Burger Queen si reca sulla scena del crimine , analizza con il luminol le singole pose, macchie, schizzi, pezzi, espressioni, ultime pose, movenze sgraziate dall’impatto. Da buona detective non si esprime, lascia aperte tutte le ipotesi, Suicide or Homicide, si limita ad analizzare le giunture, le lesioni, gli ultimi desideri, perché è da questi che si può dedurre se l’uomo aveva più o meno in animo di farla finita. Il sangue come inchiostro rosso, ematico pensiero, che in maniera compassata si teneva raccolto nella sua essenza, come avviene in tutti noi vivi, prima dell’esplosione, dei confini del pensiero slabbrati come argini che si mescolano alla campagna circostante.

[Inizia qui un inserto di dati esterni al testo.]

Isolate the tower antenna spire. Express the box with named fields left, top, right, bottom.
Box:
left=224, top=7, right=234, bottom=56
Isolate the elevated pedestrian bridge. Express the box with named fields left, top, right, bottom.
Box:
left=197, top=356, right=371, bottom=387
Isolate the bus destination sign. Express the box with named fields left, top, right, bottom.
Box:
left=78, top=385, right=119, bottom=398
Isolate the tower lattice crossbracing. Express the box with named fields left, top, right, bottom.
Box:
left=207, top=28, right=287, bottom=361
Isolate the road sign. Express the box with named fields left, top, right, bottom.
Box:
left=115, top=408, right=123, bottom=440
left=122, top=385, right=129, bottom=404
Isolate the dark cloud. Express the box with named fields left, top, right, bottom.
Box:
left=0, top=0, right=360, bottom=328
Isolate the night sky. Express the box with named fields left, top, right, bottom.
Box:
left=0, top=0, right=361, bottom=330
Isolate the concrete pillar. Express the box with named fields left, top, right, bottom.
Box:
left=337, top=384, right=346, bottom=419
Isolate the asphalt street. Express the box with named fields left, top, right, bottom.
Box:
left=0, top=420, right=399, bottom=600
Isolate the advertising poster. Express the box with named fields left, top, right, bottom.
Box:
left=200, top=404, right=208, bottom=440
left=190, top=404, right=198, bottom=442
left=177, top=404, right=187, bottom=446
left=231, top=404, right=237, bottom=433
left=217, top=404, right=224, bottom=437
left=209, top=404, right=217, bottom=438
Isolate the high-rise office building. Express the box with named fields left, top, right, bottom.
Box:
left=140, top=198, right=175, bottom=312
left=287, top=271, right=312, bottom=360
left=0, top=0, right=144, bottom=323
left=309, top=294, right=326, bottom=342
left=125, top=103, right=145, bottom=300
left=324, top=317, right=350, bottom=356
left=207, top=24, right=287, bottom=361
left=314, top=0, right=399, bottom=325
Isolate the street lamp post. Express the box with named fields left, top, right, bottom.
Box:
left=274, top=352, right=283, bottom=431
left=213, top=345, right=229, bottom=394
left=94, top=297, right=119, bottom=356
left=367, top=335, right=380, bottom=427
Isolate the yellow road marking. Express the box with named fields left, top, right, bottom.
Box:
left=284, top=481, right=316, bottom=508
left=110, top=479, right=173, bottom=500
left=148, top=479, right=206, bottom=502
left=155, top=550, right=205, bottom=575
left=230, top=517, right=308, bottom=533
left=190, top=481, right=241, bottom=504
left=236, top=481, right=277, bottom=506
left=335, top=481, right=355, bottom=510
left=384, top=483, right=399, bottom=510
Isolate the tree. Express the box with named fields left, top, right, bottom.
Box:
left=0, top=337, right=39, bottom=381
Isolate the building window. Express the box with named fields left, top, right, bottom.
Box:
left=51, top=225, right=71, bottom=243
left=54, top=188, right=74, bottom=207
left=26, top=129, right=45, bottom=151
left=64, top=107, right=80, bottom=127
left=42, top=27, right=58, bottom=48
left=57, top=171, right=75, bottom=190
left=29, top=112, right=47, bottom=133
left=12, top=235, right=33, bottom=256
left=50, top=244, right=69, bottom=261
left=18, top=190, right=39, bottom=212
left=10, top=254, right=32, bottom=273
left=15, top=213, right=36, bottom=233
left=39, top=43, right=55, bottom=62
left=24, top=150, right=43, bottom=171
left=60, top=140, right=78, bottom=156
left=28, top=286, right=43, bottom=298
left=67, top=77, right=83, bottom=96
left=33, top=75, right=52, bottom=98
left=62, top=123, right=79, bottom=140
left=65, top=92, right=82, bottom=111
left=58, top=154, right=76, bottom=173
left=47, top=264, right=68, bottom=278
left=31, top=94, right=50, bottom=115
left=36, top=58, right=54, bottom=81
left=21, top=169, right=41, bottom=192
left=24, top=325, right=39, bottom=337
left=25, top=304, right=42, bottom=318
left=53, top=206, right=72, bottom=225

Sono proprio gli schizzi d’inchiostro, più che le disarticolazioni, a dare l’idea esatta dello smembramento delle ipotesi, di quanto fossero giustificate, o campate in aria, di come venga facile in vita litigare, contrapporre, prevaricare, mentre ad atto compiuto non rimane che il rilievo. Suicide or Homicide.

Di fronte alla morte siamo come di fronte alla legge, tutti uguali. Il detective è come il giudice, cerca di risalire alle congetture di vita, ma non prende in esame il libero arbitrio, di nessuno, rimette insieme gli elementi, ma non le membra, non è suo compito, per cui ai fini dell’indagine una soluzione vale l’altra. E’ un omicidio, quasi sicuramente, lo si vede dalla mano posta come per attutire l’impatto, negarlo, ma non è forse un suicidio porsi nelle mani di chi compie l’omicidio? non sapevano forse i grandi rivoluzionari, Falcone Borsellino, che sarebbero stati fatti fuori? anzi, essi stessi si definivano cadaveri ambulanti, dead men walking. Suicide.

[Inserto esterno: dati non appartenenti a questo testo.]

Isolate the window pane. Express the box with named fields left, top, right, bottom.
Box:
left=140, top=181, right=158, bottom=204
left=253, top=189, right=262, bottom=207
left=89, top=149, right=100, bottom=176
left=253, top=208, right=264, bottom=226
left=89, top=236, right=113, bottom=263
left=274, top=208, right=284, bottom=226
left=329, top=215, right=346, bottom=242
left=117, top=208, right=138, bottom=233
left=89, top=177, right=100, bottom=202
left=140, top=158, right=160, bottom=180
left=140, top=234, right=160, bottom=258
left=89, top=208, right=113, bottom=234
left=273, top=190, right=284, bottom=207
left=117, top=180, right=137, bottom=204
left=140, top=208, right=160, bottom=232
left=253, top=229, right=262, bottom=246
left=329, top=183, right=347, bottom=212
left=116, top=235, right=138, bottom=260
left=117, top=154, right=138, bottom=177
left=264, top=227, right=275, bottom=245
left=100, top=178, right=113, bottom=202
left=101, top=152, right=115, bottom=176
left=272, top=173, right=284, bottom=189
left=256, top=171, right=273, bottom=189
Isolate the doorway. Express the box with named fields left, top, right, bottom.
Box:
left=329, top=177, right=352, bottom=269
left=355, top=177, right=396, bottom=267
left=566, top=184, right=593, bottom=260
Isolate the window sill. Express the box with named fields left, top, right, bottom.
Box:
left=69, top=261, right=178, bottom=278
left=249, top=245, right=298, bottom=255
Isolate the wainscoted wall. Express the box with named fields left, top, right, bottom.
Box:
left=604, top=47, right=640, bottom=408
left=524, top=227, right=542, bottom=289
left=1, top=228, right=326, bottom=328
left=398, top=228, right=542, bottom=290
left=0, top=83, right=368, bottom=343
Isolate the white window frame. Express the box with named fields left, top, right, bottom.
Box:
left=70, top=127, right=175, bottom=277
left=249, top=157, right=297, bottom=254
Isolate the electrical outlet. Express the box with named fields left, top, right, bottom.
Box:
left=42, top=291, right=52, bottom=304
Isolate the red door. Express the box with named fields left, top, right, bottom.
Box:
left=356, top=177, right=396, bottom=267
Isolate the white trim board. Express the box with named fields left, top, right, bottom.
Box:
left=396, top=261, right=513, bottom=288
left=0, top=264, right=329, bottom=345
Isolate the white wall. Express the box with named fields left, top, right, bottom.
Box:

Burger Queen riesce a comporre con quattro pezzi di plastica e pochi oculatissimi schizzi di sangue tutto questo. Riesce a circoscrivere il segno del dramma umano senza far scorrere il nastro di plastica Crime Scene, riesce a colpire nel cuore e nella mente come la lapidaria frase di Battiato in Povera Patria: ma non vi fanno un po’ di compassione, quei corpi a terra senza più calore.

Riesce infine Burger Queen a riportare il tutto a performance visiva di elementi artistici implosi e poi ristesi in una forma leggibile, a conforto di tutti noi che nella trama dello psicodramma cerchiamo gli occhi belli della detective, il suo trucco sempre perfetto, la sua silhouette inappuntabile. Difatti, le immagini della sequenza rivolte al negativo sono accattivanti dal punto di vista dello stravolgimento cromatico e compositivo, ma sempre rosso rimane il colore di quegli schizzi informali ottimi per il cibacrhome di grandi dimensioni, superbe.